I suppose the battlefront between humans and the sea is actually concentrated in the harbours scattered around the globe and if the fish and marine life wanted revenge they would bomb the harbours – it would stop almost all of the human predation on marine life.
I am not sure what the situation is in your part of the world but here in South Africa photographers are not allowed in harbours unless the apply for a permit for a specific day and time. It is supposedly a conforming to international regulations to prevent terrorism in harbours. An unfortunate side-effect is that you have no conservation conscious photographers around who might see and photograph anything interesting happening in the harbours like these two giant Mako Sharks that I spotted in the back of a bakkie (utility vehicle in the rest of the world).
Their story is both interesting, ridiculous and unfortunate. They are apparently legally caught as accidental by-catch by trawlers which is quite ridiculous as the trawlers are targeting sardines and other small fish. How can catching a 7 foot long shark be an accident? Anyway that is how it is.

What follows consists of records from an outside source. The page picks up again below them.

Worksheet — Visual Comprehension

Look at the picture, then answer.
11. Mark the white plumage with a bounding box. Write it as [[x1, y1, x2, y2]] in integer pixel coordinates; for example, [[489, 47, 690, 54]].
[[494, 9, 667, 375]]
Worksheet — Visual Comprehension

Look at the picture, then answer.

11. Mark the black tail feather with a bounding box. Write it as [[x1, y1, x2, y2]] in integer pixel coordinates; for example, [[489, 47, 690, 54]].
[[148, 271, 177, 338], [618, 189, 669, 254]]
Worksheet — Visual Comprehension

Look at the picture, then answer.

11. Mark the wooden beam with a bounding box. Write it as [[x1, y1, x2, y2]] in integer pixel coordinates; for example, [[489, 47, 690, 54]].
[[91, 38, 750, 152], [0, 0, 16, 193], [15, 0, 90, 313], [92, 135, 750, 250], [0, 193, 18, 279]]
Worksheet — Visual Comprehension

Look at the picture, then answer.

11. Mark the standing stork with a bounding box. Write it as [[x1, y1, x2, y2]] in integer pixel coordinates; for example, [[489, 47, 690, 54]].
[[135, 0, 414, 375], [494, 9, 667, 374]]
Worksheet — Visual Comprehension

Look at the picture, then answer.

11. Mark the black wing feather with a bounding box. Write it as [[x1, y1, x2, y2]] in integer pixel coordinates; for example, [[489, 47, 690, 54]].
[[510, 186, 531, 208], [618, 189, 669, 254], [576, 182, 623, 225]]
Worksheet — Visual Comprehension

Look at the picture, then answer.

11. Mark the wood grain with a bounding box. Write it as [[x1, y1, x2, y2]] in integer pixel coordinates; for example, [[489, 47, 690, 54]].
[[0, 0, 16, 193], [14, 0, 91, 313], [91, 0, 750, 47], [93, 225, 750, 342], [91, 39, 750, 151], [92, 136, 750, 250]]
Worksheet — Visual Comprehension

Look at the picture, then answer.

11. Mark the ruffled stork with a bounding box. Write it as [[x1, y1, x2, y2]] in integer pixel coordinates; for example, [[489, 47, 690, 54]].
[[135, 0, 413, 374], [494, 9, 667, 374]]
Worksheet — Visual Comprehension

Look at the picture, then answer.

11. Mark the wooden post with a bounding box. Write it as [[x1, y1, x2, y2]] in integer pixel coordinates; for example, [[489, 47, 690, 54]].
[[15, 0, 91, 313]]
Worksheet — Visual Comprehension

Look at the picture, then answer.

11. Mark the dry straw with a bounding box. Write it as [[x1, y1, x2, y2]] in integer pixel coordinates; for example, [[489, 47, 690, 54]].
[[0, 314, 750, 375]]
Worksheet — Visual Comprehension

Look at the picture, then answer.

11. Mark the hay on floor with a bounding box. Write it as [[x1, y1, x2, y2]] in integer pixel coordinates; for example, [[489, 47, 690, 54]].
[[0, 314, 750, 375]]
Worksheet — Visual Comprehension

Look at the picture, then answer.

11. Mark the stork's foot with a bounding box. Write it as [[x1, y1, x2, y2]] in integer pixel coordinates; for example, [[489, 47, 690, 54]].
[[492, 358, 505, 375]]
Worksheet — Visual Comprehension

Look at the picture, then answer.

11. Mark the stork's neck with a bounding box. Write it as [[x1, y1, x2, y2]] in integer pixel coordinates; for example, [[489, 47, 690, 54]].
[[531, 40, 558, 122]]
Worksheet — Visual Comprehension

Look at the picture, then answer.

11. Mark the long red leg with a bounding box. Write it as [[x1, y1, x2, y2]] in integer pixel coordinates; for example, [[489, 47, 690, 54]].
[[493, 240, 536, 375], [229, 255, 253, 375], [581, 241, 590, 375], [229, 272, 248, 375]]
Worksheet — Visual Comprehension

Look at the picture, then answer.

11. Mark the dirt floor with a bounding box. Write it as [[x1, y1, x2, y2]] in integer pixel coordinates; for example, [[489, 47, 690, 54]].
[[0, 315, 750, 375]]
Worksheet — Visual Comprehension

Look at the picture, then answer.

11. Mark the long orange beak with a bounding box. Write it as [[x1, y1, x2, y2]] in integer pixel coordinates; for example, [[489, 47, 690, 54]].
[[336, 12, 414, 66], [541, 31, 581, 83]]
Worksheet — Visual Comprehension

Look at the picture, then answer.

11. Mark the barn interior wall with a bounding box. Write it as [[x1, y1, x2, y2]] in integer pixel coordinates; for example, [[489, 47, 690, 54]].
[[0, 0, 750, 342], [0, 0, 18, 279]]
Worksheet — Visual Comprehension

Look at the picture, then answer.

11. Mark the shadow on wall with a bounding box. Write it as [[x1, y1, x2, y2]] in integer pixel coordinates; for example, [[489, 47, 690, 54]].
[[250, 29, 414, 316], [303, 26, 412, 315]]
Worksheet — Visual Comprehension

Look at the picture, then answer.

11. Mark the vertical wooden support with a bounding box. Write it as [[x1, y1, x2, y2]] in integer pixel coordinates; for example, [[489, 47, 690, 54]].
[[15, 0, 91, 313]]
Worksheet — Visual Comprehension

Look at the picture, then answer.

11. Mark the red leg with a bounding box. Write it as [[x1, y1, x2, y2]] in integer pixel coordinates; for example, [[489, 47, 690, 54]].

The sharks die accidentally and get cut up and sold in local fish and chip shops and also get made into pickled fish and fish balls. You might notice that the jaws are cut out of the carcass. These are cleaned and either made into a lamp fitting (gory and ugly) or the teeth are used separately as decorative items (what exactly I am not sure).
I seldom go into the harbour nowadays as the schlep for getting a permit is about as fun as going to the dentist and have no idea what is going on. Hope the fisheries inspectors are doing their job.